Death, The Lover, The Hermit and The High Priestess are all waiting for a stranger to let them inside a dingy New York apartment. Sounds like the set-up to a very niche joke, but it’s actually the ending of the prologue to the magic oriented thriller Now You See Me. The prologue wastes no time in establishing its principle characters – four talented magicians – amidst a flurry of fascinating illusions, before they’re all brought together. And that’s when the action really begins.
On face value, the best thing about Now You See Me is, without a doubt, the magic tricks; partly because they’re brilliantly realised from a visual point of view, and partly because the show what the film’s strongest asset really is. Now You See Me unfolds like a magic trick. It may not used the three-act magic trick structure that’s dissected in detail in Christopher Nolan’s magician thriller The Prestige, but instead, what it does is establish it’s own views on magic. According to Daniel Atlas (Jesse Eisenberg) magic is “controlled deception, designed for entertainment”, and this is how the magic of the film unfolds. It challenges you to try and deconstruct the tricks, and figure out the next step in the grand illusion that the Four Horsemen (the stage name of the four magician once they’re working together) are planning.
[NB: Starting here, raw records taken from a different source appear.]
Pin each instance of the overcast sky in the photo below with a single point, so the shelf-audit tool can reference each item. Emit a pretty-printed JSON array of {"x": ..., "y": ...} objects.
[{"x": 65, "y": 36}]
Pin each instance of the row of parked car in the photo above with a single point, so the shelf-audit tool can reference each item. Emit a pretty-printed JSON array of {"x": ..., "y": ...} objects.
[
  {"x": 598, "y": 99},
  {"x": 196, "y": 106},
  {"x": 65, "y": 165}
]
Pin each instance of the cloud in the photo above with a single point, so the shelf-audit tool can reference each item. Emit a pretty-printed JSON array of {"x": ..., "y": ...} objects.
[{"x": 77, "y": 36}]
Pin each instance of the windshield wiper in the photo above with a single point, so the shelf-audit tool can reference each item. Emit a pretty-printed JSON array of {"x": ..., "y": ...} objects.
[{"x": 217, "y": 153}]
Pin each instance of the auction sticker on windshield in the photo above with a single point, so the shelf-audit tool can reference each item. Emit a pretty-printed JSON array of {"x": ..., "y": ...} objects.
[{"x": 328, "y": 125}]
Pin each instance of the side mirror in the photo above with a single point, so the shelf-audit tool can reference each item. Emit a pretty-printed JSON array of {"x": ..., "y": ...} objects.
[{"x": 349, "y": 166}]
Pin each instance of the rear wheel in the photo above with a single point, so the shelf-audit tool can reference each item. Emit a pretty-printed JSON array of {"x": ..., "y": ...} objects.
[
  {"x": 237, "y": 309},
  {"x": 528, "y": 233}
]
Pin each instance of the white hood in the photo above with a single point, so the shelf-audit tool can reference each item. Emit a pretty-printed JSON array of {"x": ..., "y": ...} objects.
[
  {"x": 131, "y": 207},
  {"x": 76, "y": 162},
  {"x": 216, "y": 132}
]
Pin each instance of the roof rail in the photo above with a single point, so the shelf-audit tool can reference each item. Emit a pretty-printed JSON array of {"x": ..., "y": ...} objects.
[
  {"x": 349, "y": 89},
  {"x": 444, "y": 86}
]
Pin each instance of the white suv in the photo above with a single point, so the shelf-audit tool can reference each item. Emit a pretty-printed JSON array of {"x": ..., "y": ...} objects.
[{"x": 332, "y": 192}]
The Four Horsemen themselves are played by Eisenberg, Isla Fisher, Woody Harrelson and Dave Franco, and fortunately, their chemistry together, both when they’re performing magic and when they’re performing illusions on stage and when they’re not, is excellent. They deliver dialogue at pace, never missing a beat, and while none of the performances are exactly exemplary, they all seem to bring out a nice element of each other as performers. Harrelson steals scenes, as he always does, and Fisher has screen presence in spades (her chemistry with Eisenberg is particular highlight, and their exchanges are always great). Unfortunately, the Four Horsemen are just the tip of the iceberg in an ensemble that features a few more principle characters, which is what presents the first major fault in Now You See Me; it often feels a little muddled and unsure of itself. We’re presented with an FBI agent, Dylan Rhodes (Mark Ruffalo, who slurs a lot of his dialogue for no real reason) who’s on the trail of the Horsemen and the crimes they commit during their shows (but going into them now would be a major spoiler), but the film never really seems to want us to side with anyone. It’s heroes and villains seem to get confused amidst the razzle dazzle of the film. Between that and the way Rhodes becomes the audience, in that the magic tricks are revealed to him, both for the benefit of the investigation, and for the audience as well, it seems like Now You See Me just doesn’t know how to treat its audience, falling into exposition-heavy pitfalls that plague summer blockbusters as they try and coast by on special effects and more style than substance.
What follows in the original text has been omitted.